En savoir plus sur Bernard Émond
Bernard Émond est né à Montréal en 1951. Anthropologue de formation, il a vécu quelques années dans le Grand Nord canadien, où il a travaillé à la télévision inuit. Documentariste à ses débuts, il est arrivé à la fiction avec un long métrage d’une âpre beauté, La femme qui boit. Invité à participer à la Semaine internationale de la critique au Festival de Cannes en 2001, le film a soulevé l’enthousiasme de la critique au Québec et a fait remporter plusieurs prix à son interprète principale, Élise Guilbault. Le second long métrage de ce réalisateur, 20h17 rue Darling, a lui aussi été sélectionné à la Semaine internationale de la critique, et a valu à Luc Picard le prix de la meilleure interprétation au festival du film francophone de Namur. En 2005, Bernard Émond a retrouvé Élise Guilbault pour son film La Neuvaine, récipiendaire du prix du meilleur long métrage québécois pour l’année 2005, selon l’Association québécoise des critiques de cinéma. En outre, ce film a également remporté trois prix au prestigieux festival de Locarno, dont le prix oecuménique, et a été sélectionné dans une trentaine de festivals internationaux.

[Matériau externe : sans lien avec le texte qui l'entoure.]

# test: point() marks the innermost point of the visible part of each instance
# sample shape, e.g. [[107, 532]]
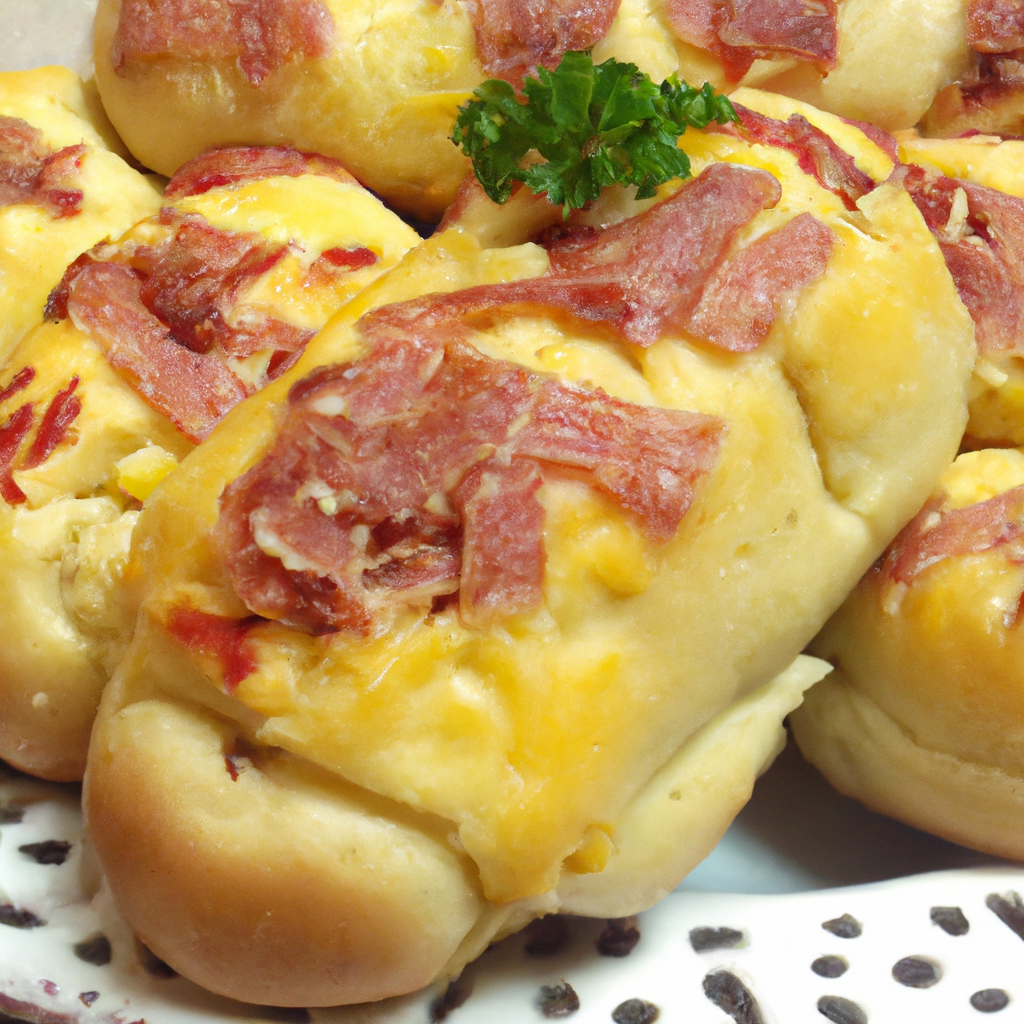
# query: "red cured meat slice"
[[18, 382], [194, 280], [643, 275], [238, 165], [995, 26], [805, 28], [59, 415], [12, 434], [514, 36], [194, 390], [738, 32], [501, 502], [934, 536], [262, 35], [743, 298], [984, 253], [218, 637], [420, 462], [32, 174], [817, 154]]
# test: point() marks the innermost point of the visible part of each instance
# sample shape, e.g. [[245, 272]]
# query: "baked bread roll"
[[971, 193], [485, 609], [378, 85], [64, 186], [923, 718], [159, 335], [988, 95]]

Toutes les oeuvres de Bernard Émond sont habitées par ses thèmes de prédilection : la dignité, la fragilité humaine et la perte des repères culturels. Il a réalisé le documentaire Le temps et le lieu (2000), portant sur la disparition de la culture paysanne traditionnelle québécoise, de même que L’épreuve du feu (1997), qui traite de la douleur des sinistrés qui ont tout perdu dans un incendie, gagnant du prix du meilleur moyen métrage documentaire de l’Association québécoise des critiques de cinéma. Dans La terre des autres (1995), Bernard Émond a établi un parallèle entre la situation des Palestiniens et celle des autochtones canadiens. Il a également réalisé L’instant et la patience (1994), tourné dans le foyer de personnes âgées où sa mère est décédée, et Ceux qui ont le pas léger meurent sans laisser de traces (1992), un hommage à un inconnu mort dans un quartier ouvrier de Montréal, film qui a reçu le prix André-Leroux du meilleur moyen métrage.

En 2005, la Cinémathèque québécoise présentait une rétrospective de son oeuvre. À l’automne 2006, Bernard Émond tournait Contre toute espérance, deuxième volet d’une trilogie sur les trois vertus théologales commencée avec La Neuvaine.